- Born: February 27, 1990 (age 36) Ostrava, Czechoslovakia
- Height: 6 ft 3 in (191 cm)
- Weight: 212 lb (96 kg; 15 st 2 lb)
- Position: Defence
- Shoots: Left
- ELH team Former teams: HC Sparta Praha HC Vítkovice HC Bílí Tygři Liberec BK Mladá Boleslav HC Slovan Bratislava
- NHL draft: Undrafted
- Playing career: 2007–present

= Tomáš Voráček =

Czech ice hockey player (born 1990)

Tomáš Voráček (born February 27, 1990) is a Czech professional ice hockey defenceman for HC Sparta Praha of the Czech Extraliga (ELH)

==Playing career==
Voráček made his senior professional debut with youth club, HC Vítkovice in the Czech Extraliga during the 2006–07 Czech Extraliga season.

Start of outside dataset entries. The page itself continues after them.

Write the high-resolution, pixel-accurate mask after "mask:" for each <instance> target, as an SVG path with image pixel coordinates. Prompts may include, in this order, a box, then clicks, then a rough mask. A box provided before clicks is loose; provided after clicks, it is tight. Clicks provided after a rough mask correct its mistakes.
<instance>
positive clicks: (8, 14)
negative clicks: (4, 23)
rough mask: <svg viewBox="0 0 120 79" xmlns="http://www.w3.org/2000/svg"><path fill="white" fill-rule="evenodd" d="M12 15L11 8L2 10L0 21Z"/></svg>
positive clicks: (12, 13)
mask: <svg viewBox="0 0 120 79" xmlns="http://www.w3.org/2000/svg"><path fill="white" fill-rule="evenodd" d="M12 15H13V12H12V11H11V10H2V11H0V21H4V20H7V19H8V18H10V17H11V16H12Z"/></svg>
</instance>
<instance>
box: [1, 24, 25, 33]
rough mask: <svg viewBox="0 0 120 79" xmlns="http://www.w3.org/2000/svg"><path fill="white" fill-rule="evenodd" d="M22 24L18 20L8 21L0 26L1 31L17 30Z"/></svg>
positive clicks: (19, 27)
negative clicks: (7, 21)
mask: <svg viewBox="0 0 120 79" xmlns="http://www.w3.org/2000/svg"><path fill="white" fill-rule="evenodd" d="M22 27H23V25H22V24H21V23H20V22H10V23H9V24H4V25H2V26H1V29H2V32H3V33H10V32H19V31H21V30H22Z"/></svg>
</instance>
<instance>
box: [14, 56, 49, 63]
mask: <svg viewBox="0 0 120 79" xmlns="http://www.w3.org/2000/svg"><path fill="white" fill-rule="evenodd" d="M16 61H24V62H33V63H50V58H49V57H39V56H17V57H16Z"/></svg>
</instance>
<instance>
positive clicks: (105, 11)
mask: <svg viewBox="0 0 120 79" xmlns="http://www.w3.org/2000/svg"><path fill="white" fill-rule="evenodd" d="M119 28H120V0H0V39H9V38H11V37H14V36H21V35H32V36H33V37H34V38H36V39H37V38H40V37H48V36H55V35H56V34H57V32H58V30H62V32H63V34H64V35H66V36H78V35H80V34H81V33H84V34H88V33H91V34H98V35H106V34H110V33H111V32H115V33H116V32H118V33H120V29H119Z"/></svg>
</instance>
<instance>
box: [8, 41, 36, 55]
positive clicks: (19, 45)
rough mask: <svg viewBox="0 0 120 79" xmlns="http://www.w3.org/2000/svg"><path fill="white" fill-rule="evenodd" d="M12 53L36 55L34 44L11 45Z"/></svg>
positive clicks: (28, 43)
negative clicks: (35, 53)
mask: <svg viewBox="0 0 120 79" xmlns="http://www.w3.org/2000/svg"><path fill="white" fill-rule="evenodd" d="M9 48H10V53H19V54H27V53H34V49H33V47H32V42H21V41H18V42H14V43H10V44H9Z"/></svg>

In the 2017–18 season, Voráček signed a one-year contract and made his debut in the Russian-based, Kontinental Hockey League with HC Slovan Bratislava. After recording just 3 assists in 53 games, Voráček returned to the Czech Extraliga, joining his fourth ELH club, HC Sparta Praha, on January 31, 2018.